Reconstructing the timing
of large-scale ocean and atmospheric circulation change
across the Younger Dryas

By:
Dr. Matthew Schmidt
Texas A&M University

When: Friday, Oct. 28, 2011, 10:30 a.m. to 11:30 a.m.
Join us for coffee beginning at 10:00 a.m.
Where: Seminar Conference Room, 10100 Burnet Road, Bldg 196-ROC, Austin, Texas 78758
Host: Charles Jackson, UTIG

Live Broadcast

image from Matthew's talk

Abstract
The prevailing paradigm of abrupt climate change holds that rapid shifts associated with the most extreme climate swings of the last glacial cycle were forced by changes in the strength and northward extension of Atlantic Meridional Overturning Circulation (AMOC), resulting in an abrupt reorganization of atmospheric circulation patterns with global teleconnections. To determine the timing of tropical Atlantic atmospheric circulation changes over the past 21 ka BP, we reconstruct high resolution sea surface temperature and d18OSW (a proxy for surface salinity) records based on Mg/Ca ratios and oxygen isotope measurements in the planktonic foraminifera Globigerinoides ruber from a sediment core located on the western margin of the Florida Straits.
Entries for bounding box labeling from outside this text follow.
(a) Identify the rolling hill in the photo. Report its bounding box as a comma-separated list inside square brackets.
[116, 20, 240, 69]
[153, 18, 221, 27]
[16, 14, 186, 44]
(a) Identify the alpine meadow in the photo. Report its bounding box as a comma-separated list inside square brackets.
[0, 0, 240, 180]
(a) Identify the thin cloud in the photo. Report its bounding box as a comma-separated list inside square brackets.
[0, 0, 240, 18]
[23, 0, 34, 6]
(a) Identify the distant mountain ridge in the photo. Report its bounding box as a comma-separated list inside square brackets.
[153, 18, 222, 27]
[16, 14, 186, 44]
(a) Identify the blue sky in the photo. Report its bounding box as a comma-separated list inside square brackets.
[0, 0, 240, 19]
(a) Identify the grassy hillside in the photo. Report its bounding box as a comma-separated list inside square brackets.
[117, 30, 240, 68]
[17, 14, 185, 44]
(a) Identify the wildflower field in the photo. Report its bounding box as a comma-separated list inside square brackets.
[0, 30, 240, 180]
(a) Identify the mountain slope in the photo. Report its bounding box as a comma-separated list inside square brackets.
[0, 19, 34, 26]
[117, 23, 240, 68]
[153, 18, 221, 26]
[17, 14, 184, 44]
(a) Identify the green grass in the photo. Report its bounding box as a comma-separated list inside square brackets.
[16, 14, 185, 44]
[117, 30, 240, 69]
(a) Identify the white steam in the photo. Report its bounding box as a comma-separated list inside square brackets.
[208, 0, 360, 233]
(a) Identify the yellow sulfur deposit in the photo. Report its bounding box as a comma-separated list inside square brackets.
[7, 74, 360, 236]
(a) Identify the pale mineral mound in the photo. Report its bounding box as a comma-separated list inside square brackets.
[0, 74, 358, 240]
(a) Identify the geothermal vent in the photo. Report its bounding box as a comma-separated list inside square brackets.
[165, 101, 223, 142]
As a proxy for meltwater discharge influence on Florida Straits surface water salinity, we also measured Ba/Ca ratios in G. ruber from the same core. Results show that riverine influence on Florida Straits surface water started by 17.2 ka BP and ended by 13.6 ka BP, 600 years before the start of the Younger Dryas (YD) cold interval. The initiation of the YD is marked by an abrupt increase in Florida Straits d18OSW values, indicating a shift to elevated sea surface salinity occurring in 130 years, most likely resulting from increased regional aridity and/or reduced precipitation. In order to resolve the timing of tropical atmospheric circulation change relative to AMOC variability across this transition, we compare the timing of surface water changes to a recently published record of Florida Current variability in the same core reconstructed from benthic oxygen isotope measurements [Lynch-Stieglitz et al., 2011]. We find synchronous changes in atmospheric and ocean circulation on the transition into the YD, consistent with an abrupt reduction in AMOC as the driver of tropical Atlantic atmospheric circulation change at this time.